AAF began working on the first segment of the system many years ago, and received federal environmental clearance through a "record of decision" in January 2013, according to the Federal Railroad Administration, the lead agency conducting rigorous studies for the project.

The FRA released a final environmental impact statement for the West Palm Beach-to-Orlando segment in August 2015, but has not issued a record of decision.

The environmental review process was begun because AAF sought a low-interest $1.6 billion loan through the FRA's Railroad Rehabilitation and Improvement Financing Program. If granted, the loan would have been the largest ever approved by the FRA.

AAF put its application for the railroad financing program loan on hold and opted to request $1.75 billion of tax-exempt financing from the USDOT's private activity bond program, a step that halted completion of the second environmental review process.

Without a record of decision for West Palm Beach-to-Orlando, opponents of the passenger train project have expressed frustration due to the fact that they cannot appeal environmental studies that they have said failed to properly consider public safety, historical, and environmental issues.
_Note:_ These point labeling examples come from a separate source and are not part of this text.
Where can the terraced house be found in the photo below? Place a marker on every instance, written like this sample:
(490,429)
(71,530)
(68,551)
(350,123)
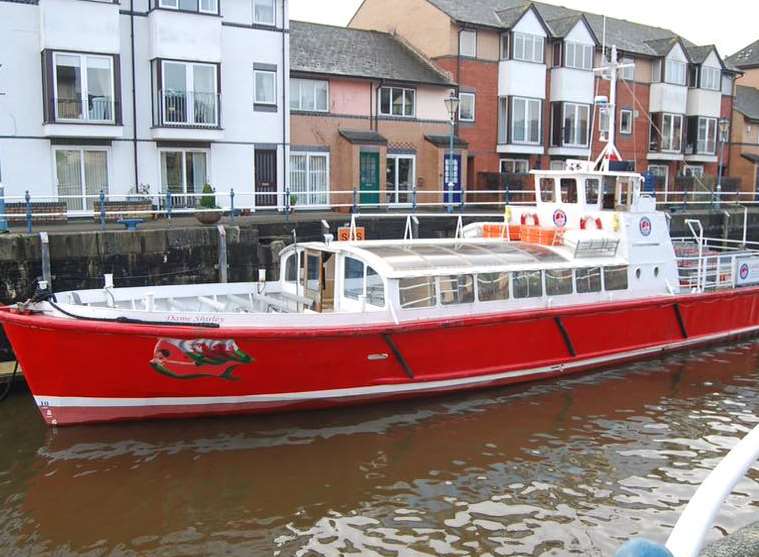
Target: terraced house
(368,112)
(526,69)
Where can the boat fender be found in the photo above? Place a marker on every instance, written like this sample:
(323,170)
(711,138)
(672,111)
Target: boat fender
(596,221)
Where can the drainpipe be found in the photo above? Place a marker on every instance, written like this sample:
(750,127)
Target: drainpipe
(134,97)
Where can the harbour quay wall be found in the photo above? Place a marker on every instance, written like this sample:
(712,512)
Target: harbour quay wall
(182,252)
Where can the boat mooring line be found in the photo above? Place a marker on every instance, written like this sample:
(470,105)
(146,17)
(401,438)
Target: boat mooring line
(401,360)
(565,336)
(680,320)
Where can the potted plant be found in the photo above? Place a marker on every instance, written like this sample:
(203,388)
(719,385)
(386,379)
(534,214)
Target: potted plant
(210,213)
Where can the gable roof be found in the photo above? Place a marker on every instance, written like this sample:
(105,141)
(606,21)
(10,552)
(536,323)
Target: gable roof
(330,50)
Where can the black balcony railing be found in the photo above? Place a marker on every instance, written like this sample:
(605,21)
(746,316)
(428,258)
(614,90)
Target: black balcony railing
(189,108)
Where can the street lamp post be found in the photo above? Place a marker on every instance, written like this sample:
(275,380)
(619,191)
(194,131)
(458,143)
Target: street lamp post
(452,105)
(724,125)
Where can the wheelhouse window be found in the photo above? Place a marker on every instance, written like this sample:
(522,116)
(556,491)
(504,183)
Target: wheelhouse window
(81,174)
(309,95)
(265,87)
(83,87)
(527,284)
(189,94)
(397,101)
(675,72)
(529,48)
(263,12)
(525,120)
(417,292)
(578,56)
(456,289)
(492,287)
(309,179)
(184,172)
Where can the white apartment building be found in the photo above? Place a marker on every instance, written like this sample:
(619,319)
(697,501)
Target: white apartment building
(158,95)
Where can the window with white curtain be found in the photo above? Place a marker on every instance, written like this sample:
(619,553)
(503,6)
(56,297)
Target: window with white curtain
(309,95)
(182,172)
(84,85)
(309,179)
(525,120)
(81,173)
(528,48)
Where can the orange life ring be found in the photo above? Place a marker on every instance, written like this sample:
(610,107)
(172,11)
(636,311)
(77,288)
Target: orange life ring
(596,221)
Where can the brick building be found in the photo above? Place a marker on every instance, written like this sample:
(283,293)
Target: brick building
(529,68)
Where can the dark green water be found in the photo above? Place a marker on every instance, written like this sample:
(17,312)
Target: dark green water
(565,467)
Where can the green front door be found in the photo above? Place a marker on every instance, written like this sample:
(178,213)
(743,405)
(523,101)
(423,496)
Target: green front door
(369,176)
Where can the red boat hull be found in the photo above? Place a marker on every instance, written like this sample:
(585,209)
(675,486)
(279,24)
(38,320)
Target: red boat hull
(83,371)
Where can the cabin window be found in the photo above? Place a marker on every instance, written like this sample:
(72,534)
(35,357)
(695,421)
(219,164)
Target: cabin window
(456,289)
(592,189)
(568,190)
(559,282)
(417,292)
(493,286)
(588,280)
(547,192)
(527,284)
(615,278)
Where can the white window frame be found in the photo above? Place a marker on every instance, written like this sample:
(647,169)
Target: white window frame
(622,129)
(295,94)
(190,92)
(84,85)
(673,70)
(578,56)
(461,104)
(395,158)
(520,47)
(82,149)
(711,78)
(515,164)
(462,42)
(272,102)
(576,129)
(527,102)
(310,192)
(405,90)
(273,20)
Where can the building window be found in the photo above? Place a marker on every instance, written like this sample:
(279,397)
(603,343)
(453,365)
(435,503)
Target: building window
(675,72)
(182,172)
(710,78)
(396,101)
(263,12)
(578,56)
(625,121)
(309,95)
(576,119)
(189,94)
(399,178)
(707,136)
(515,166)
(468,43)
(264,87)
(309,179)
(525,120)
(672,132)
(628,73)
(528,48)
(80,175)
(202,6)
(84,85)
(466,107)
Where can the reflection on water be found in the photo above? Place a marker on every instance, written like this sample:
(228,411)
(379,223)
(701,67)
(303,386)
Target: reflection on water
(573,466)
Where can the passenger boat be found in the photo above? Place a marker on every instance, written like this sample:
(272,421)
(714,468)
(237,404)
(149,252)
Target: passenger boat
(586,277)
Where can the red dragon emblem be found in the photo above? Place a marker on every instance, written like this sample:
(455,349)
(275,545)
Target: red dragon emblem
(198,358)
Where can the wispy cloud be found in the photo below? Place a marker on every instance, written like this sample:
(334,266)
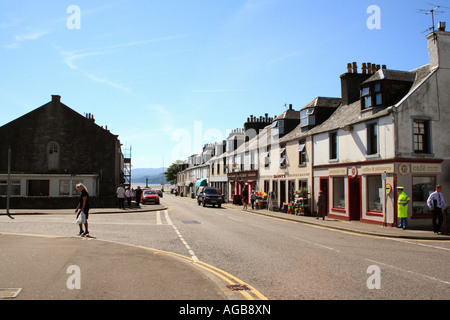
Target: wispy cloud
(72,58)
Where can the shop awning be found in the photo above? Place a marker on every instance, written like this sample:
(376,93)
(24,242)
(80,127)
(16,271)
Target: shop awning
(201,183)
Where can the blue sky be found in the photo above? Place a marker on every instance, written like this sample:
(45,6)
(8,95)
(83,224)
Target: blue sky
(169,76)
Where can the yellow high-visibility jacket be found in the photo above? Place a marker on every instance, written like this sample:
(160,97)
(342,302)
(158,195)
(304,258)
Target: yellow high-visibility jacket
(402,210)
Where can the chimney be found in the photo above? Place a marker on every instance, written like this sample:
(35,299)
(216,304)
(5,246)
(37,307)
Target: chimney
(438,44)
(350,82)
(56,98)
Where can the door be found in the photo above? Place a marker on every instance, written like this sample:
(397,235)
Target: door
(324,188)
(354,198)
(282,192)
(38,188)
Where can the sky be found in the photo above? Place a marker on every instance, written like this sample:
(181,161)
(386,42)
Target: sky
(169,76)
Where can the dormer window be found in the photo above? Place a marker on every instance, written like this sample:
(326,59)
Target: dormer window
(371,96)
(307,117)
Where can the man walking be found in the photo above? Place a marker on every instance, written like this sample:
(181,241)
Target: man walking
(402,208)
(437,205)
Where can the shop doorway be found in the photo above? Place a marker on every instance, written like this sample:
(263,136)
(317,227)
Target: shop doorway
(354,198)
(282,192)
(324,188)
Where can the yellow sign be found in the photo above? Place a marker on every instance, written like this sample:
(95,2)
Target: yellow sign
(388,188)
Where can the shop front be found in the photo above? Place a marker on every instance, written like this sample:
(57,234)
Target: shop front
(240,181)
(366,191)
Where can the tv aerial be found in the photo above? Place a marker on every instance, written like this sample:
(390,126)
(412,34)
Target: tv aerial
(432,12)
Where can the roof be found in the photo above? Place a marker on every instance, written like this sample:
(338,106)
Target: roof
(323,102)
(385,74)
(346,115)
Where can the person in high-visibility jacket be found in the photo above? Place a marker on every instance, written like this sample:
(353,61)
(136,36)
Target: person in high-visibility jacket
(402,208)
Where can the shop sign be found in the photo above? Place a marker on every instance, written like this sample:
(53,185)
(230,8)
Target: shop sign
(378,169)
(388,188)
(403,169)
(426,168)
(337,171)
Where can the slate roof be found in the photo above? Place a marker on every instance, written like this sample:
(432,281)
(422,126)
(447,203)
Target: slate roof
(346,115)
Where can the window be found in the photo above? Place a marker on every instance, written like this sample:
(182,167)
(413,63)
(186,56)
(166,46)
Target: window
(15,187)
(421,136)
(64,187)
(267,157)
(375,193)
(307,117)
(52,156)
(378,95)
(282,157)
(338,193)
(302,153)
(333,145)
(422,188)
(371,96)
(372,138)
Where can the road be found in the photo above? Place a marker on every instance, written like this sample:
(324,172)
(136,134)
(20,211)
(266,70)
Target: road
(281,259)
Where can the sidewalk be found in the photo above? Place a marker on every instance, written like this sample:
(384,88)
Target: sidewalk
(143,208)
(349,226)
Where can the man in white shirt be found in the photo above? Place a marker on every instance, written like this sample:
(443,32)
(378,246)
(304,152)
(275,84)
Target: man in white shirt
(121,196)
(437,205)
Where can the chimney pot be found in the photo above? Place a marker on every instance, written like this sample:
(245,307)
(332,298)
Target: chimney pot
(56,98)
(354,67)
(349,68)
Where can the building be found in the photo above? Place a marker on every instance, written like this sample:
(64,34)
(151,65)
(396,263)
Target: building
(53,148)
(298,148)
(393,135)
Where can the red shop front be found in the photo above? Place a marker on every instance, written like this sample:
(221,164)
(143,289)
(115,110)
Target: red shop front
(239,181)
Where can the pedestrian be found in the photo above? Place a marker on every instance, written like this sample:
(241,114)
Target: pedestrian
(138,193)
(83,206)
(402,208)
(321,205)
(245,197)
(128,195)
(437,205)
(121,196)
(252,199)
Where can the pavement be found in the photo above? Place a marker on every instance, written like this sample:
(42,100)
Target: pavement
(39,265)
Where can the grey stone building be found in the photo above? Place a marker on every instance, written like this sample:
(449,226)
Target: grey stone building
(53,148)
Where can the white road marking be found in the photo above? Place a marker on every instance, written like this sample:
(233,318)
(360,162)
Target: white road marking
(189,249)
(158,218)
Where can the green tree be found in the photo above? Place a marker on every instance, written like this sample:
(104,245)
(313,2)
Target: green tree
(171,173)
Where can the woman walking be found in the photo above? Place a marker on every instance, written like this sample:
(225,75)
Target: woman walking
(83,206)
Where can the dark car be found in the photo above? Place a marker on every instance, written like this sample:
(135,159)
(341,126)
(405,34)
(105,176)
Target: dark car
(209,196)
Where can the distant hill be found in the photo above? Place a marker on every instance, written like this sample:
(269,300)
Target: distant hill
(154,175)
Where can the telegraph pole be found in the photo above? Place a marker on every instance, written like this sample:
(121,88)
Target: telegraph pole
(8,187)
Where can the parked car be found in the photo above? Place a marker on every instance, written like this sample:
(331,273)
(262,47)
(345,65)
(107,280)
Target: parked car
(150,196)
(209,195)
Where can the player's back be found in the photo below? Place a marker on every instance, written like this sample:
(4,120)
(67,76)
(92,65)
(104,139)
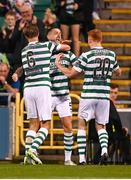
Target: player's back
(36,62)
(59,81)
(99,67)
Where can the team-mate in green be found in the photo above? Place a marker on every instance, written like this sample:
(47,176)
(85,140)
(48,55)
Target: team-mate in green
(61,101)
(98,65)
(37,93)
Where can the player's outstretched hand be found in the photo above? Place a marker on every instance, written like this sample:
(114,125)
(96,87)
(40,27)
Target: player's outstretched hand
(15,77)
(59,57)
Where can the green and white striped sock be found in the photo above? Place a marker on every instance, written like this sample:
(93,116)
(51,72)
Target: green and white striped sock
(68,142)
(103,139)
(40,138)
(81,141)
(30,136)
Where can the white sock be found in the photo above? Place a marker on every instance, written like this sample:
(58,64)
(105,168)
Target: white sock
(30,136)
(68,142)
(81,141)
(40,138)
(103,139)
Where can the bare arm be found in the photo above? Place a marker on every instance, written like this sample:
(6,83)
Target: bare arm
(68,72)
(117,72)
(64,47)
(19,71)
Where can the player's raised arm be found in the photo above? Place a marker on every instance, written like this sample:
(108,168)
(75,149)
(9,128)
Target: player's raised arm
(67,71)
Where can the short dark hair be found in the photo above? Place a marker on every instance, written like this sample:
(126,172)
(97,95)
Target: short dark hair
(31,31)
(114,86)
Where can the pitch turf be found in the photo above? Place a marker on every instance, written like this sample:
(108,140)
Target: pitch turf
(61,171)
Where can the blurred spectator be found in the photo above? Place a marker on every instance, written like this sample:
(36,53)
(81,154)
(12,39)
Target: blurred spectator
(114,129)
(4,59)
(87,24)
(95,14)
(6,83)
(18,41)
(49,20)
(4,7)
(70,14)
(10,21)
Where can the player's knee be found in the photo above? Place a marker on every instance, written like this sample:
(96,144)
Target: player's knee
(81,124)
(46,124)
(34,125)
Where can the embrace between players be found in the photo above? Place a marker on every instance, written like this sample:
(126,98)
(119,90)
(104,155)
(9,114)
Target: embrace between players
(47,67)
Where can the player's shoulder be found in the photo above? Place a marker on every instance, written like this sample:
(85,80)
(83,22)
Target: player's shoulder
(110,52)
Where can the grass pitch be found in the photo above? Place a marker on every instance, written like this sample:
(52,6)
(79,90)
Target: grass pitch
(61,171)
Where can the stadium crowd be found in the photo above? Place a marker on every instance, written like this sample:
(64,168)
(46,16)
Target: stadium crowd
(72,17)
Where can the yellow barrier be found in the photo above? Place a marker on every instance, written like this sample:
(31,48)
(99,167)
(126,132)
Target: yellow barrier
(20,128)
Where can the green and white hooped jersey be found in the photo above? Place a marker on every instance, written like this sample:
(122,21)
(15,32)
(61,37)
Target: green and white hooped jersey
(36,63)
(98,65)
(59,81)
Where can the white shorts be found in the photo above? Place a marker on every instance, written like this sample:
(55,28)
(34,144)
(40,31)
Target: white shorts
(97,109)
(38,102)
(62,105)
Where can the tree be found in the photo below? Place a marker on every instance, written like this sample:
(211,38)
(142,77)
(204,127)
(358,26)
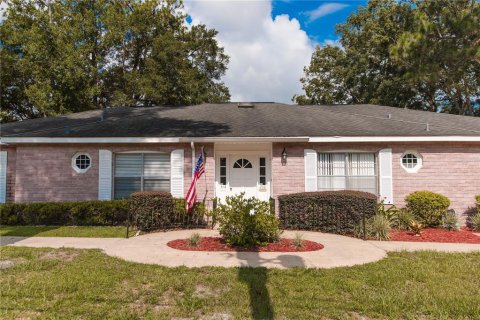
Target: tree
(379,61)
(66,56)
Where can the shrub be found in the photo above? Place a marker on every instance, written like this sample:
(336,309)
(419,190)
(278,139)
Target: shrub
(403,219)
(298,241)
(477,198)
(450,220)
(94,213)
(427,207)
(475,222)
(330,211)
(376,227)
(194,239)
(247,222)
(159,210)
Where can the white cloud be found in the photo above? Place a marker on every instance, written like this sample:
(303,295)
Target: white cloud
(267,55)
(324,10)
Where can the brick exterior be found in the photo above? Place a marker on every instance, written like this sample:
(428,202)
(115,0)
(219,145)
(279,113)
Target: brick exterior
(452,169)
(44,173)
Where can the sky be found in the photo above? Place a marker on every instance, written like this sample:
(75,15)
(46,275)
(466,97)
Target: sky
(270,42)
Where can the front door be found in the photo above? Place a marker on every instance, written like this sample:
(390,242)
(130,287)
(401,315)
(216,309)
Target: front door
(247,173)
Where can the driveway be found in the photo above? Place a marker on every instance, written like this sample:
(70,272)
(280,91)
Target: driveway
(339,251)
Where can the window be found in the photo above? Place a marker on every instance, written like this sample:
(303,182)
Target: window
(411,161)
(81,162)
(347,171)
(263,172)
(141,172)
(223,171)
(242,163)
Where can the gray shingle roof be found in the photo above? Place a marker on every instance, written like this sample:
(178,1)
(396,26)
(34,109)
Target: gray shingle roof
(264,120)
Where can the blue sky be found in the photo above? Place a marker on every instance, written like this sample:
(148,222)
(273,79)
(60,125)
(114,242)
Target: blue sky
(269,42)
(328,14)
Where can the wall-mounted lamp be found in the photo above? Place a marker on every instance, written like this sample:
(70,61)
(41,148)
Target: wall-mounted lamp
(284,157)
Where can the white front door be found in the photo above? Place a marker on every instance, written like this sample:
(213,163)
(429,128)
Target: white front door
(247,173)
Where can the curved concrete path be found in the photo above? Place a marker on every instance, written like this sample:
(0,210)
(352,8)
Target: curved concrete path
(339,251)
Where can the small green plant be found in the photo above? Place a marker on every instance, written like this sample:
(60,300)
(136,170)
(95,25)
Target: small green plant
(376,227)
(247,222)
(194,239)
(416,227)
(475,222)
(450,221)
(403,219)
(298,241)
(427,207)
(379,227)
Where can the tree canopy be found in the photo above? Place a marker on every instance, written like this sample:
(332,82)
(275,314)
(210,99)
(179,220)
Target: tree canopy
(68,56)
(419,54)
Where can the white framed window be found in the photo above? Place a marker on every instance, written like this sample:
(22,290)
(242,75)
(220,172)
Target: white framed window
(81,162)
(411,161)
(347,171)
(140,172)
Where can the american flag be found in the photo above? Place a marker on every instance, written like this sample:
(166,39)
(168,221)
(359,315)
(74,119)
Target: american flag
(192,191)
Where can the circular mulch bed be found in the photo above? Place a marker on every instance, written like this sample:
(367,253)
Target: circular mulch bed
(436,235)
(218,244)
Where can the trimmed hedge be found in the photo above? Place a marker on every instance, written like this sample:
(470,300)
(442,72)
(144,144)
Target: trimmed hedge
(477,198)
(79,213)
(427,207)
(159,210)
(330,211)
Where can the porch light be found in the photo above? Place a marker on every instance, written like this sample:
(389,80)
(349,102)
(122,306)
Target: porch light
(284,157)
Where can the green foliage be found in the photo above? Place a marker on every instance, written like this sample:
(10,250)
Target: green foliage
(419,54)
(403,219)
(247,222)
(475,222)
(477,198)
(427,207)
(194,239)
(450,221)
(298,241)
(159,210)
(332,211)
(378,227)
(81,213)
(68,56)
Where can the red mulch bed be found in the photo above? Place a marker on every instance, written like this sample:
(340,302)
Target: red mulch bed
(218,244)
(436,235)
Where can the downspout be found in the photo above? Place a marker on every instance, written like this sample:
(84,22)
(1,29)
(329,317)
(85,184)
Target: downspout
(192,147)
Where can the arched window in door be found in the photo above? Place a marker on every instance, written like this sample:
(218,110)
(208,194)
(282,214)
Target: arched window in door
(242,163)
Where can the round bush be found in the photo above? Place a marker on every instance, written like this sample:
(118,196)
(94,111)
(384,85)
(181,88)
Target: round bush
(247,222)
(427,207)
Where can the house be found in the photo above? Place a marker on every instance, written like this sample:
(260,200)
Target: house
(262,149)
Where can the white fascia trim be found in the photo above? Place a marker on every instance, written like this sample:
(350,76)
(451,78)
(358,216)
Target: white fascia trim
(150,140)
(397,139)
(6,140)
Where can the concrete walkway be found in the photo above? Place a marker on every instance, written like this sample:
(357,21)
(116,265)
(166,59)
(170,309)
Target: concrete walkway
(339,251)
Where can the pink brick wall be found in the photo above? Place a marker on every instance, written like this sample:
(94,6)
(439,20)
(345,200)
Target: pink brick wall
(44,172)
(452,169)
(11,164)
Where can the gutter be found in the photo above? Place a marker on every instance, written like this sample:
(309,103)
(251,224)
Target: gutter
(359,139)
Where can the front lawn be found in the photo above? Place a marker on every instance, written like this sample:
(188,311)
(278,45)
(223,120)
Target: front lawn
(64,231)
(68,283)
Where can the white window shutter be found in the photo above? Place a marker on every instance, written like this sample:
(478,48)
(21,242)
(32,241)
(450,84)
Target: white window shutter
(104,175)
(310,157)
(3,176)
(386,175)
(176,171)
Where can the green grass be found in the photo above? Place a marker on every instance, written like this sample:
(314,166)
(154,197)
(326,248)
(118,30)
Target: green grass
(64,231)
(87,284)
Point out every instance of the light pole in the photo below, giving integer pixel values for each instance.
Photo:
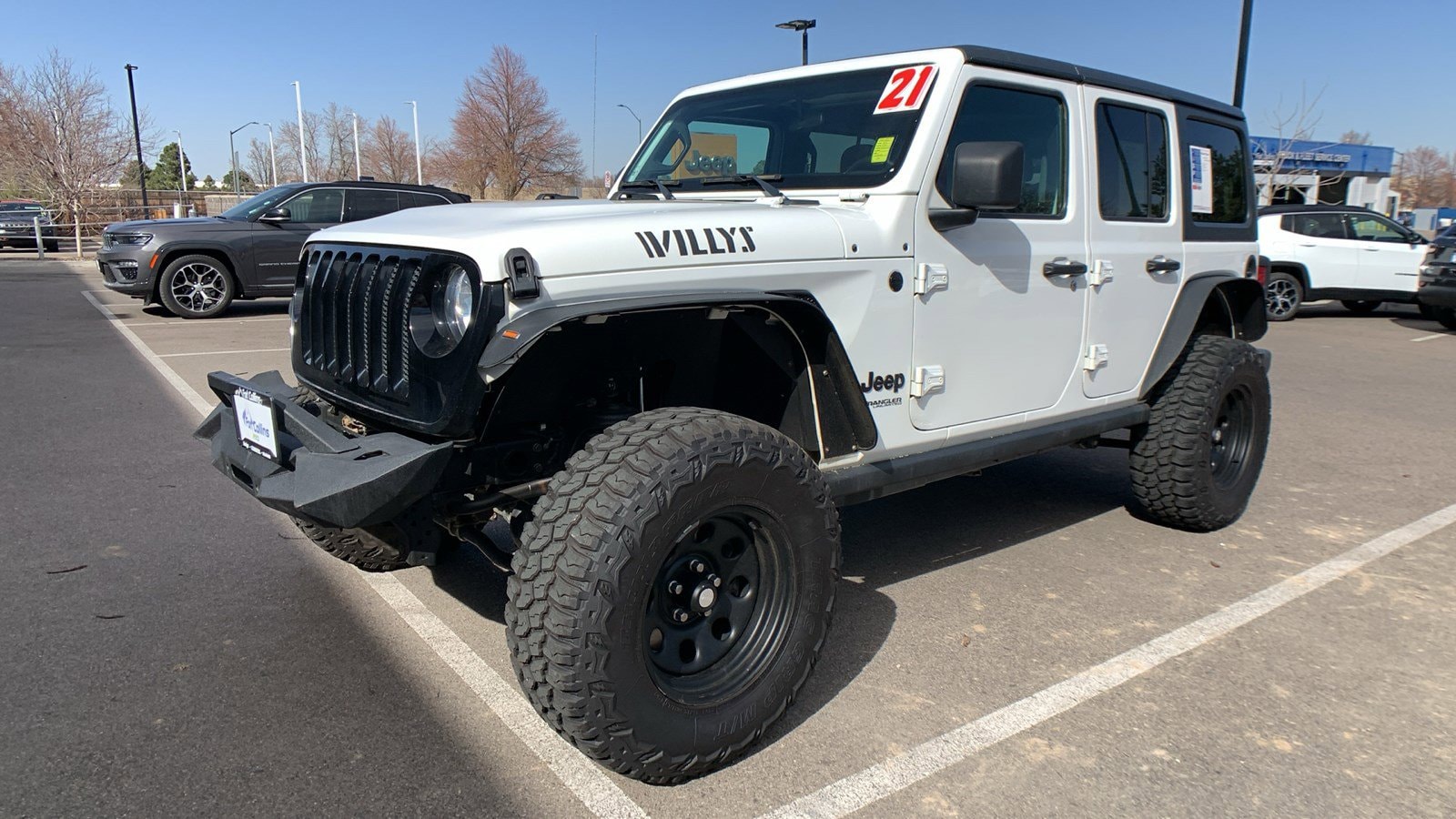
(635, 116)
(803, 26)
(303, 155)
(233, 153)
(181, 159)
(359, 171)
(136, 131)
(273, 157)
(420, 172)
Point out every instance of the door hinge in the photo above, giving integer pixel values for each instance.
(931, 278)
(926, 380)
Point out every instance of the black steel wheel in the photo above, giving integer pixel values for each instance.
(673, 591)
(196, 288)
(1283, 295)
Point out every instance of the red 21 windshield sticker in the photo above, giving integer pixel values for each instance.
(906, 89)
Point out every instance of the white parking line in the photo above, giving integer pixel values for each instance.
(899, 773)
(223, 351)
(581, 775)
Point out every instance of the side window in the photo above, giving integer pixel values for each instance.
(1132, 162)
(1375, 229)
(320, 206)
(1318, 225)
(368, 205)
(411, 198)
(1037, 120)
(1218, 171)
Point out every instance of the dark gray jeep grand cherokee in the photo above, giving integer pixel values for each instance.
(196, 267)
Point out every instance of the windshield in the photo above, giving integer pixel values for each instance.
(848, 130)
(251, 208)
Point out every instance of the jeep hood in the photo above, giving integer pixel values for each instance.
(584, 237)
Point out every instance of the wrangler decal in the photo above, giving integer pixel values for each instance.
(698, 242)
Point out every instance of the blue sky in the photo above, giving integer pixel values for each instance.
(208, 67)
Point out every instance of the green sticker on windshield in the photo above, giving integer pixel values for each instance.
(881, 152)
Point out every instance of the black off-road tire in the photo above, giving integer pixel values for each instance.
(354, 545)
(1283, 296)
(584, 589)
(197, 288)
(1196, 462)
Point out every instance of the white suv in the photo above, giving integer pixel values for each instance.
(1343, 252)
(812, 288)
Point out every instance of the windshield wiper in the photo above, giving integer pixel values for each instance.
(652, 184)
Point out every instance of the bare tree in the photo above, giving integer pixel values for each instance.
(1426, 178)
(58, 135)
(506, 135)
(390, 152)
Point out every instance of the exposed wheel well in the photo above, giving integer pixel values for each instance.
(592, 372)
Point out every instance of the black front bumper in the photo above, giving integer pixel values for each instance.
(325, 475)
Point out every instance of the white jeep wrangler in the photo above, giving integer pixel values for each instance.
(810, 288)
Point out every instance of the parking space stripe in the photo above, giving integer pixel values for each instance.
(899, 773)
(581, 775)
(184, 389)
(223, 351)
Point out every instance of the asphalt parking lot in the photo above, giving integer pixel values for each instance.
(1011, 644)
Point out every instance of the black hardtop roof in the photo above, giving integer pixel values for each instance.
(1056, 69)
(1269, 210)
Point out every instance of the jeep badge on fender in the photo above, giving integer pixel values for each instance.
(673, 394)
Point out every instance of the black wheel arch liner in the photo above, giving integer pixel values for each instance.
(1239, 300)
(844, 420)
(206, 248)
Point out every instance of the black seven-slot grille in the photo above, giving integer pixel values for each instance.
(356, 325)
(356, 347)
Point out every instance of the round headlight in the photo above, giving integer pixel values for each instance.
(458, 303)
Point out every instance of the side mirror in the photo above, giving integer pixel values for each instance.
(987, 175)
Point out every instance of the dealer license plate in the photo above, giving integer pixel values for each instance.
(255, 423)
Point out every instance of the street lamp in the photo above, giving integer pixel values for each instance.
(233, 153)
(273, 157)
(803, 26)
(181, 159)
(420, 172)
(635, 116)
(136, 131)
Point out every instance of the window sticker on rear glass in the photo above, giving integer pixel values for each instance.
(906, 89)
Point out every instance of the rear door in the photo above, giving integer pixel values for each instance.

At a media event unveiling the new train last week, AAF President Mike Reininger told the Palm Beach Post that the company has listened to concerns people have about the project, and responded to them.

"There is no such thing as a major infrastructure project in the history of the United States that doesn't have some manner of people with a divergent point of view," Reininger said told the paper. "We recognize that. We have been very attentive to the things that people have said that are of concern of them."

Reininger also told the newspaper that the company continues to "look for the exact right moment in the marketplace" to issue the $600 million of PABs awarded by the USDOT recently.

The bonds will be issued by the Florida Development Finance Corp., a state-created conduit issuer.